Mortality rates (ITT population, 19%; PP population, 21%) and overall
adverse event rates (ITT population, 55%; PP population, 54%) were
also similar. Six patients (three in MT group and three in the CT
group) developed acute renal failure. In conclusion, the addition of
AMK to TAZ does not seem to be necessary for the treatment of SGP, even
after adjustment for the simplified acute physiology score (SAPS II) and type of SGP.
| |
INTRODUCTION |
Severe generalized peritonitis (SGP)
is frequently encountered, and the rate of mortality associated with
SGP ranges from 10 to 60% (17, 22, 24).

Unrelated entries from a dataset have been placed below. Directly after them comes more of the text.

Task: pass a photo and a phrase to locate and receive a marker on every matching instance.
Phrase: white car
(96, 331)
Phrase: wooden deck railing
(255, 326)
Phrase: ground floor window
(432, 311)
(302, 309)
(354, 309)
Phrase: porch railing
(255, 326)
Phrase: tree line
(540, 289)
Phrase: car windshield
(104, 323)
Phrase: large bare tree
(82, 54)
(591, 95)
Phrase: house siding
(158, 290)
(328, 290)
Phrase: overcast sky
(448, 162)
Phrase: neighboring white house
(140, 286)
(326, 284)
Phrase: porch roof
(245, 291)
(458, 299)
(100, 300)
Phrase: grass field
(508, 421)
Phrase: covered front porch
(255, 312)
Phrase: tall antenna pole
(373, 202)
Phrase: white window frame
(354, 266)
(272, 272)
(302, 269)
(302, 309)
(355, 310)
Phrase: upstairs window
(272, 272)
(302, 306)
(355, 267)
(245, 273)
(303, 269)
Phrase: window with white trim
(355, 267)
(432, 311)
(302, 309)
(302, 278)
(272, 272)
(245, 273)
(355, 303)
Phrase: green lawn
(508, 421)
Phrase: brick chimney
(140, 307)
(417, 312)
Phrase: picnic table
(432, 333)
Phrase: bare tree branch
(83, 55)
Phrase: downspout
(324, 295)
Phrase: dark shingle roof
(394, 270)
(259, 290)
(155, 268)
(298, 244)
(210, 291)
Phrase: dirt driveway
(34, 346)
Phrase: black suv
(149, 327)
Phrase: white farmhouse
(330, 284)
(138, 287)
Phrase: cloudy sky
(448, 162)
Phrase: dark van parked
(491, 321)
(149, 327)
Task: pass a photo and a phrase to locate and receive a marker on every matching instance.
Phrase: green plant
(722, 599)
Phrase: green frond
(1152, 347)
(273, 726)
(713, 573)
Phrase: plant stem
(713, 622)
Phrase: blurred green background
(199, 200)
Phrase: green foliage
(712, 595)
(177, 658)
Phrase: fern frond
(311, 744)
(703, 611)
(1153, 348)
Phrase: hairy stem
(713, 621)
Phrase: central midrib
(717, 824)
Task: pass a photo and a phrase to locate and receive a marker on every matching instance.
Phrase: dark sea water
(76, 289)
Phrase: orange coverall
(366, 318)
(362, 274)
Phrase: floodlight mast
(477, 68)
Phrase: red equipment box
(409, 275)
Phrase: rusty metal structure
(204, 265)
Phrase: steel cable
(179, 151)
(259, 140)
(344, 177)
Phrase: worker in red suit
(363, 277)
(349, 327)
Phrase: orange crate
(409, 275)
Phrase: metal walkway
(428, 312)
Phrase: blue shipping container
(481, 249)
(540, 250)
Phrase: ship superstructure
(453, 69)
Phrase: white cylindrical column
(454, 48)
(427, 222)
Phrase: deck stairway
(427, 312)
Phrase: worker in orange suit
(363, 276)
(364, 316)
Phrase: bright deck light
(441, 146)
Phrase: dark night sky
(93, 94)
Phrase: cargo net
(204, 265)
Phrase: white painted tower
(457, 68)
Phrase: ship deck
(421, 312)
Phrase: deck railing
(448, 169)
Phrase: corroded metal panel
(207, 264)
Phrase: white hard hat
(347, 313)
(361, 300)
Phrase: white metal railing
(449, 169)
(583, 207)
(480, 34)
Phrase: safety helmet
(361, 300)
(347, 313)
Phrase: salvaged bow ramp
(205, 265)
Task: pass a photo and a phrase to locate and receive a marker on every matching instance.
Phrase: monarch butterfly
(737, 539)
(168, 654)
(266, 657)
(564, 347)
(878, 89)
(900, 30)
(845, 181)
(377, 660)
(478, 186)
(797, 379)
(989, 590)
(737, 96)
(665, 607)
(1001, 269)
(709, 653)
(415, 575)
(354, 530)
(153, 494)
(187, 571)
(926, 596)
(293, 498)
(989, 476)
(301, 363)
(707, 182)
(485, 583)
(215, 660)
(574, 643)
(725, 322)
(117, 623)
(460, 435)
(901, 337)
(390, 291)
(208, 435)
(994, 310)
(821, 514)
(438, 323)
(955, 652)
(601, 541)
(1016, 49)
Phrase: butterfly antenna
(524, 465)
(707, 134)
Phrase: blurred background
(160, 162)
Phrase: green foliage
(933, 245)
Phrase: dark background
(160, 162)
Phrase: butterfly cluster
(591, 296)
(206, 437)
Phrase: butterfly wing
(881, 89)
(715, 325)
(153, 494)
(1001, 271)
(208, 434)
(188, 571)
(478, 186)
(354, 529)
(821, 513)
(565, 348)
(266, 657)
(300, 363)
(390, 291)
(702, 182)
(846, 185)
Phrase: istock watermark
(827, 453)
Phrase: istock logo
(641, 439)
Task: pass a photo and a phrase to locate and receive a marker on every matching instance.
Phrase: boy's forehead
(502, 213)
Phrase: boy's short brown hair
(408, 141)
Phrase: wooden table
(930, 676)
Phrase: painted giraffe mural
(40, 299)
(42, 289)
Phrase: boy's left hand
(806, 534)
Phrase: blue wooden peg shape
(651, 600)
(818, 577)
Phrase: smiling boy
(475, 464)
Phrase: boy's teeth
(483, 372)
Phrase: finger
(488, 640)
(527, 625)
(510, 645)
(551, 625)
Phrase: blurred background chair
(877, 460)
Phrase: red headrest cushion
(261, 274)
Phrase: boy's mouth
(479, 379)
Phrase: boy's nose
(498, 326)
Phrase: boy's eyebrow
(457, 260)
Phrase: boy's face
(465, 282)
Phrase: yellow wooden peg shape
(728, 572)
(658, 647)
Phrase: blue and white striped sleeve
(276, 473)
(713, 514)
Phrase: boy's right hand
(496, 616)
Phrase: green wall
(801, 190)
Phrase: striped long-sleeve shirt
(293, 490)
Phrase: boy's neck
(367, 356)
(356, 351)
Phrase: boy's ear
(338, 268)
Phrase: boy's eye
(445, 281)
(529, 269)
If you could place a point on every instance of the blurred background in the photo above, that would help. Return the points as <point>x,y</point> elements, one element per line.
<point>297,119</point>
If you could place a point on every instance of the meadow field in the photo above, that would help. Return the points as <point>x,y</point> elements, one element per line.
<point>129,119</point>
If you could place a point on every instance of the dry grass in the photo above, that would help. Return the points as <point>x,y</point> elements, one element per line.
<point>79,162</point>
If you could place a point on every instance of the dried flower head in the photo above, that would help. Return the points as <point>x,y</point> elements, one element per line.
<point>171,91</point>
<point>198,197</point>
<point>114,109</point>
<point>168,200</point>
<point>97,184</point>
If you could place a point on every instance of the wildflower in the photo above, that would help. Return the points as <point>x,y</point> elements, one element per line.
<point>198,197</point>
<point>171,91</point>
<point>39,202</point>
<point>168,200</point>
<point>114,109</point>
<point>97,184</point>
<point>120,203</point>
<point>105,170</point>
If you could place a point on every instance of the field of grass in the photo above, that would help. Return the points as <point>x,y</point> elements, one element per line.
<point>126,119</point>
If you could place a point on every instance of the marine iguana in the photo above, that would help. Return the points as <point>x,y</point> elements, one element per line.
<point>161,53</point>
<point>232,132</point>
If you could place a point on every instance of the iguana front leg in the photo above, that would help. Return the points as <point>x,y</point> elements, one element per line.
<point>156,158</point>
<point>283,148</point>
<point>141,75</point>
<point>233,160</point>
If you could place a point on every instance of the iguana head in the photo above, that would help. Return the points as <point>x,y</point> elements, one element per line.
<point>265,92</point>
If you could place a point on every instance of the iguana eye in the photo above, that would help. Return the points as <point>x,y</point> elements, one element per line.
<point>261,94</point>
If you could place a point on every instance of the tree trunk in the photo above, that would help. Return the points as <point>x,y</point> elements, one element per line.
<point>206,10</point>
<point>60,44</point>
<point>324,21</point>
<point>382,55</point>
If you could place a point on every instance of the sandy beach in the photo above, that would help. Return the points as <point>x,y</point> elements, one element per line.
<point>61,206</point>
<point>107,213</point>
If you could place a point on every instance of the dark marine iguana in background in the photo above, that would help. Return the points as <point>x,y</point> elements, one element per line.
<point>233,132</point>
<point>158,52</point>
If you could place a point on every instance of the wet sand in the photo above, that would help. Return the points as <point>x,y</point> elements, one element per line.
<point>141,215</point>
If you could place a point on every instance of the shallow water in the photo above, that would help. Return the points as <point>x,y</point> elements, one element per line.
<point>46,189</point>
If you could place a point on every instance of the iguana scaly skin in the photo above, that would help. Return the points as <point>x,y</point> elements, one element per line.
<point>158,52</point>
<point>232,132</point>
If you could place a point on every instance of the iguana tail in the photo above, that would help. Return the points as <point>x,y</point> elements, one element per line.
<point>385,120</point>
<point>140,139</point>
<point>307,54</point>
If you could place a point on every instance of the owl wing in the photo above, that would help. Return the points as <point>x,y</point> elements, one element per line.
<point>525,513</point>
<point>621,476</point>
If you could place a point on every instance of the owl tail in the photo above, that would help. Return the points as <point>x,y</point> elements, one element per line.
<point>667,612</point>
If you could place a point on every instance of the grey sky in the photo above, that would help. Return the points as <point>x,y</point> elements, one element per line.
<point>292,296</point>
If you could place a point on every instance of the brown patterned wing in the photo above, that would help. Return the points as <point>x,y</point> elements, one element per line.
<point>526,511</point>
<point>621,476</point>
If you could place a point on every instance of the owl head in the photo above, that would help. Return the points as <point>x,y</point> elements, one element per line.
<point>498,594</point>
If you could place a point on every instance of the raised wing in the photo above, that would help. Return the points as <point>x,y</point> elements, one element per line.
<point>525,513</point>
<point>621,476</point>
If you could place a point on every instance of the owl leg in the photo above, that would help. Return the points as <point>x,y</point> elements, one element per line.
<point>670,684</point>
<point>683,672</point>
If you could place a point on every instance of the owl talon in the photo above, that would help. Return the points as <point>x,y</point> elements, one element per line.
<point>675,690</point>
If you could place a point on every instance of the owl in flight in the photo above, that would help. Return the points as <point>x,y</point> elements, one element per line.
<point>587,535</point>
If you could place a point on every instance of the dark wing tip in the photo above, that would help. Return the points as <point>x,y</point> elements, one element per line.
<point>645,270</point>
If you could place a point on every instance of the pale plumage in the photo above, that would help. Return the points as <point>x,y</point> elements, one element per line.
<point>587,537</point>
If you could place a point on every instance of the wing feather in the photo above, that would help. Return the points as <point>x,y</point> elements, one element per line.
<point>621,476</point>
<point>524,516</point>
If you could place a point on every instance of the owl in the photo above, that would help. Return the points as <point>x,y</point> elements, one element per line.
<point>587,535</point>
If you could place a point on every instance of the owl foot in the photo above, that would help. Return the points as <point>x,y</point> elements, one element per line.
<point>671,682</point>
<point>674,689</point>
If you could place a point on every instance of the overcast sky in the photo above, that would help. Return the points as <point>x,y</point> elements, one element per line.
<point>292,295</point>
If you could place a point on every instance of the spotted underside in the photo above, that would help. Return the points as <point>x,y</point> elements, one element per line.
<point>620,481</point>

Initial antibiotic
therapy, in addition to surgery, must be started early and must cover
all pathogens that can cause intra-abdominal infections (gram-negative
bacilli, anaerobes, and enterococci) (5, 17). The recent
increase in the rate of multiple-antibiotic resistance among
gram-negative bacilli such as Escherichia coli justifies
empiric initial treatment with a broad-spectrum antibiotic. The
treatment can subsequently be adapted according to antibiotic
susceptibility test results. The addition of an aminoglycoside to the
treatment regimen has many theoretical advantages: (i) a broader
spectrum of activity, (ii) increased synergy, (iii) increased
bactericidal effect, and (iv) prevention of emergence of resistant
strains (26). However, no study that has supported the use
of aminoglycosides for the treatment of SGP has been published in the
literature (14, 15). The aim of this study was to compare,
by means of an equivalence trial, the effect of a broad-spectrum
beta-lactam antibiotic (piperacillin-tazobactam) alone or in
combination with an aminoglycoside (amikacin) in the treatment of SGP.
(This work was presented in part at the 38th Interscience Conference on
Antimicrobial Agents and Chemotherapy, San Diego, Calif., 24 to 27 September 1998 [H. Dupont, C. Carbon, J. Carlet, H. Schweich, and
the SGP Study, Program 38th Intersci. Conf. Antimicrob. Agents
Chemother., abstr. MN-48, p. 602, 1998].)
| |
MATERIALS AND METHODS |
Participants.
This study was conducted in 35 centers in
France. The trial protocol was reviewed and approved by an independent
ethics committee in accordance with the ethical principles of the
Declaration of Helsinki. Informed consent was obtained from each
patient (or from his or her legal representative) before enrollment in
the study. Eligible patients were men or nonpregnant women, ages 18 years or older, with a clinical diagnosis of complicated
intra-abdominal infection according to previously published criteria
(30). Complicated intra-abdominal infection was defined by
the presence of severe sepsis for patients with community-acquired
infections and at least systemic inflammatory response syndrome (SIRS)
for patients with postoperative or nosocomial infections. SIRS and
severe sepsis were defined as reported previously (3). SIRS
was defined by two or more of the following conditions: (i)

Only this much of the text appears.